In the current study, ALT and AST activities were estimated to investigate the state of liver function. The findings indicate that the activities of ALT and AST increased significantly in non-treated lead-acetate-induced anemic rats compared to the negative control. This elevation may be attributed to the toxic effect of lead acetate, which increases hepatocytes’ permeability or damages the hepatocyte cell membrane with subsequent release of AST and ALT enzymes. Elevated serum AST and ALT levels have been estimated after lead hepatotoxicity [71]. The increase in ALT and AST after lead toxicity may be attributed to the increase in cellular basal metabolic rate, destructive alternation of liver cells and production of free radicals [56,72]. These findings are reinforced by the current histopathological picture, which indicated marked hepatocytic damage in the form of diffused hydropic degeneration with apoptotic bodies in some degenerated hepatocytes. Multifocal areas of coagulative necrosis of hepatocytes with pyknotic nuclei were observed in the non-treated lead-acetate-induced anemic rats compared to the control.

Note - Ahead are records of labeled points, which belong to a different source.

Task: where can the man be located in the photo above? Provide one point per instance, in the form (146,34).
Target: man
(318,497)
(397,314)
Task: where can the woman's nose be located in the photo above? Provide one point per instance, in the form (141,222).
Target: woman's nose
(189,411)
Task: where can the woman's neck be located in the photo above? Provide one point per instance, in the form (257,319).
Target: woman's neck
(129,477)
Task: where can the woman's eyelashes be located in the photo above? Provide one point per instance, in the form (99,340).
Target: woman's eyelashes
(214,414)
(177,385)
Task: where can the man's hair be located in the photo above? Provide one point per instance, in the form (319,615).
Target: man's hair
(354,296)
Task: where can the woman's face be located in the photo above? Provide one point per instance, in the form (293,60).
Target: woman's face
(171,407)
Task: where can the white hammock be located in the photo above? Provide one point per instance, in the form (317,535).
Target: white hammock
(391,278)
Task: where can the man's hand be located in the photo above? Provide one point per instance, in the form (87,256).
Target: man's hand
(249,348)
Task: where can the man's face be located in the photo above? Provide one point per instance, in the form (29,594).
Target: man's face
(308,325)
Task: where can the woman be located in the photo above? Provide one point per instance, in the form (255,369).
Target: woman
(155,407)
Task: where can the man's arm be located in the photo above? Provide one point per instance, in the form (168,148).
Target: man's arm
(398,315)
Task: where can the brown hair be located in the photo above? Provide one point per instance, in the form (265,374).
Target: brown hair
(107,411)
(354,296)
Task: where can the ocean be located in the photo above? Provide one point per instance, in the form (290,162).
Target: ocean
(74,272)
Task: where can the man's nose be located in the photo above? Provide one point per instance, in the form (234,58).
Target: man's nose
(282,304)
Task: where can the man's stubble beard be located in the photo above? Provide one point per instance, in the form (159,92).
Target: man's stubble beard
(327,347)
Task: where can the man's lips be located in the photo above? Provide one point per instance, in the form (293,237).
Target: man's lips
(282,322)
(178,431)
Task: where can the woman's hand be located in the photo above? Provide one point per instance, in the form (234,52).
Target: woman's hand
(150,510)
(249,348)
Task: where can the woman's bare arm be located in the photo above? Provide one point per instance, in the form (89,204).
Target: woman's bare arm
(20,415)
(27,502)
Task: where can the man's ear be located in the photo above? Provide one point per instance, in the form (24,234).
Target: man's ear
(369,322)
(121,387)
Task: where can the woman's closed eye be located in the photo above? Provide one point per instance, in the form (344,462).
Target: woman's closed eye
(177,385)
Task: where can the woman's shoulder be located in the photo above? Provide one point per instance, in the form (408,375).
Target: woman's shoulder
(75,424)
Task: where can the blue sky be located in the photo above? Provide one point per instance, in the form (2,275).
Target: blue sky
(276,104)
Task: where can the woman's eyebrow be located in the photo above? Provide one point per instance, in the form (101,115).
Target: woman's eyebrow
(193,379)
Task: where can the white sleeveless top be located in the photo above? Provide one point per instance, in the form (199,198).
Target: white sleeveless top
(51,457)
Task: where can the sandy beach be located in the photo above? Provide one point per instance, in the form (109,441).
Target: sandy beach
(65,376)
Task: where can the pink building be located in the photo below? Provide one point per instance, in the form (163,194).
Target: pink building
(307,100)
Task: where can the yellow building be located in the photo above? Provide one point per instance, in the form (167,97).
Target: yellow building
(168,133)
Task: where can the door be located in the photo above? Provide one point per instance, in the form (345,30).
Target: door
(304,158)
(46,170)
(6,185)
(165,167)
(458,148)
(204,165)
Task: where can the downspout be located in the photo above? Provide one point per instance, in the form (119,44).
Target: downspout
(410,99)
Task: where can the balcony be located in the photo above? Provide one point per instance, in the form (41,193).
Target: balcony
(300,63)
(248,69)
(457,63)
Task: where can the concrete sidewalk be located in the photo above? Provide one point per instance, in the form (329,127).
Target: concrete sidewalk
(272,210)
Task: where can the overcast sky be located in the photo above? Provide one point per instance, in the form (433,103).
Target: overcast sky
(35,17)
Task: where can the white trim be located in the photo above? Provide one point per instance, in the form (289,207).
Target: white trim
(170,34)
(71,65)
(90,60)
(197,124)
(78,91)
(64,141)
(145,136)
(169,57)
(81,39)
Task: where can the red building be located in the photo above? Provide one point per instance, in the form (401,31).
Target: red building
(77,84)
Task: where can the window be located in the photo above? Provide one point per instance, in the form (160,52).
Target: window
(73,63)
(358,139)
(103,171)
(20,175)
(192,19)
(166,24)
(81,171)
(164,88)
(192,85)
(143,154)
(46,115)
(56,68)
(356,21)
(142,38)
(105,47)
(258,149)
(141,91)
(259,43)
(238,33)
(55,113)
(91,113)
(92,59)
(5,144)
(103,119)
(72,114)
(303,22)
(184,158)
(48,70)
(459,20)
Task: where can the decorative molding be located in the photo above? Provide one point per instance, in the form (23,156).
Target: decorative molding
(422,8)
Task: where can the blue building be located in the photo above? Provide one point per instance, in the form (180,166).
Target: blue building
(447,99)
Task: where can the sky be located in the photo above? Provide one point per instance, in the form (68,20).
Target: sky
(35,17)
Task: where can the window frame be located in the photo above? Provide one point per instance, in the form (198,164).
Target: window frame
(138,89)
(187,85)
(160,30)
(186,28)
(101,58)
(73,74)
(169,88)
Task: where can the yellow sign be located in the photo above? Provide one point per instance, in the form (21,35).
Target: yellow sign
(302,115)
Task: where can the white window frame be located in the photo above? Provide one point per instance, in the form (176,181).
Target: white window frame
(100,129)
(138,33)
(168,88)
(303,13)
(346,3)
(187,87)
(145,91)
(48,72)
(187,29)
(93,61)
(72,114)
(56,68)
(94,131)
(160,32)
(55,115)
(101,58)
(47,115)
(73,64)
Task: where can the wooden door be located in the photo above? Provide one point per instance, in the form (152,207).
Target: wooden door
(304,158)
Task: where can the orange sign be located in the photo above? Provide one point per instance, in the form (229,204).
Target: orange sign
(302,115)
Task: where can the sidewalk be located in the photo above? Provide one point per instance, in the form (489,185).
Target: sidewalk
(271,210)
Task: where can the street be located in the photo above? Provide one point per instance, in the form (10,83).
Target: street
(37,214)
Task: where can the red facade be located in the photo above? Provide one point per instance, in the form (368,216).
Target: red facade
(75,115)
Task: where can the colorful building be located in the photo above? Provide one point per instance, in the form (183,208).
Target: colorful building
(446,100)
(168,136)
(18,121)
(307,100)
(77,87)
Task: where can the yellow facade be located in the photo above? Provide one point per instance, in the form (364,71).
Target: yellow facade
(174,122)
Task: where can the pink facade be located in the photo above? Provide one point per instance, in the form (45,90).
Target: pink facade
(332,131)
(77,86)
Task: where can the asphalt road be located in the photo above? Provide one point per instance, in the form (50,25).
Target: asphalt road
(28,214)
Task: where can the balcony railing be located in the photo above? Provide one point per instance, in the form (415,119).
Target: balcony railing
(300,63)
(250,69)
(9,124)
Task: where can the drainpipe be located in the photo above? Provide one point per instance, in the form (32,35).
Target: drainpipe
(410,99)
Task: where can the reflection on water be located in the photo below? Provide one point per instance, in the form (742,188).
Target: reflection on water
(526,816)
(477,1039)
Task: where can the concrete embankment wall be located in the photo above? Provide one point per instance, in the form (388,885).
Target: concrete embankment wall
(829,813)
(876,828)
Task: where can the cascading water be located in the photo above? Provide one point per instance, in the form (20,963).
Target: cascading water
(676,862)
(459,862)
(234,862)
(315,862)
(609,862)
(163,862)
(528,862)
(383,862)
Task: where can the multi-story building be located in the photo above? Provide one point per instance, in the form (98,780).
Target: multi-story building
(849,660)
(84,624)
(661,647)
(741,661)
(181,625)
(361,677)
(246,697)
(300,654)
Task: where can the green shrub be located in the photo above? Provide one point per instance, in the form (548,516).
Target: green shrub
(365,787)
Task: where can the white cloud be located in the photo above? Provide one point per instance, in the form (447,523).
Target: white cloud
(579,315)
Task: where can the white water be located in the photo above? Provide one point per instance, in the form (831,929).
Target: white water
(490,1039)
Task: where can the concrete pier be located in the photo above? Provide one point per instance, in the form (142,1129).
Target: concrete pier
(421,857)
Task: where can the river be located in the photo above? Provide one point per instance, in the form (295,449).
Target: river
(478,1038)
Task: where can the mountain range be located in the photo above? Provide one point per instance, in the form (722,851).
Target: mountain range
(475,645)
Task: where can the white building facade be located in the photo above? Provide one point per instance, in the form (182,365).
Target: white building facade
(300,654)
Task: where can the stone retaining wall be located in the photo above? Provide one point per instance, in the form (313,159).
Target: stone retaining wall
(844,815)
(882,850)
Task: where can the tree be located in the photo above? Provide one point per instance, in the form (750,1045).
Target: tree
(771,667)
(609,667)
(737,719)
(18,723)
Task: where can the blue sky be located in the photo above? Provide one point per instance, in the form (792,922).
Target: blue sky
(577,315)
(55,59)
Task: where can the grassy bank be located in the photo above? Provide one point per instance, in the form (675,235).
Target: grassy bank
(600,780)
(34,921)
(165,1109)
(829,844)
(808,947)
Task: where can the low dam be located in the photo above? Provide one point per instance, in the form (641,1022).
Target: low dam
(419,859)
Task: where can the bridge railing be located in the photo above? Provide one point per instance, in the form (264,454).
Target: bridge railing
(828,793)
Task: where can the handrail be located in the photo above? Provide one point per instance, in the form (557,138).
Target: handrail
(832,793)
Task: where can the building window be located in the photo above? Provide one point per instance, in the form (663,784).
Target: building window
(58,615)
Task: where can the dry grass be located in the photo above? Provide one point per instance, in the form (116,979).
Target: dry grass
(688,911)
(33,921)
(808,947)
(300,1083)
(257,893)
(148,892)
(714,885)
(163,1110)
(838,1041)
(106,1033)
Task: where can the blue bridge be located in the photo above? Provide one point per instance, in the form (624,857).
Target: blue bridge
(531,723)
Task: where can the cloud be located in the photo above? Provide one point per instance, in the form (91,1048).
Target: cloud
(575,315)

In the current study, serum ALT and AST significantly improved in anemic rats treated with either chemical or natural IONPs compared to non-treated anemic rats. This finding was confirmed by the current histopathological findings. Improvements in the hepatocellular architecture with more regular and less altered hepatocytes were noticed in the hepatic tissue obtained from anemic rats treated with naturally prepared IONPs compared to that of non-treated anemic rats. Previous research [57] showed that the livers of rats treated with 10 and 30 ppm nano-iron showed no abnormal histopathological alternation, with normal central veins and surrounding hepatocytes. In the same study, the 60 ppm nano-iron-treated group showed mild inflammatory cell infiltration, which explains the mild elevation in AST and ALT activities.

5. Conclusions

TEM analysis indicated that the sizes of IONPs prepared by either chemical or natural methods were 6.22–9.7 and 64–68 nm, respectively. Serum ferritin and iron concentrations were significantly reduced in non-treated lead-acetate-induced anemic rats compared to the control. Total iron-binding capacity (TIBC), ALT, AST, urea and creatinine were significantly increased in the non-treated lead-acetate-induced anemic rats compared to the control. Congestion, hemorrhage, necrosis, vacuolation and leukocytic infiltration in the kidneys, liver and spleen were observed in non-treated lead-acetate-induced anemic rats compared to the control. The effects of lead acetate were mitigated by IONPs, particularly the natural ones. The current study suggests that IONPs biosynthesized from Petroselinum crispum leaf extract can be used as an efficient, safe and eco-friendly anti-anemic therapy in lead-acetate-induced anemic rats.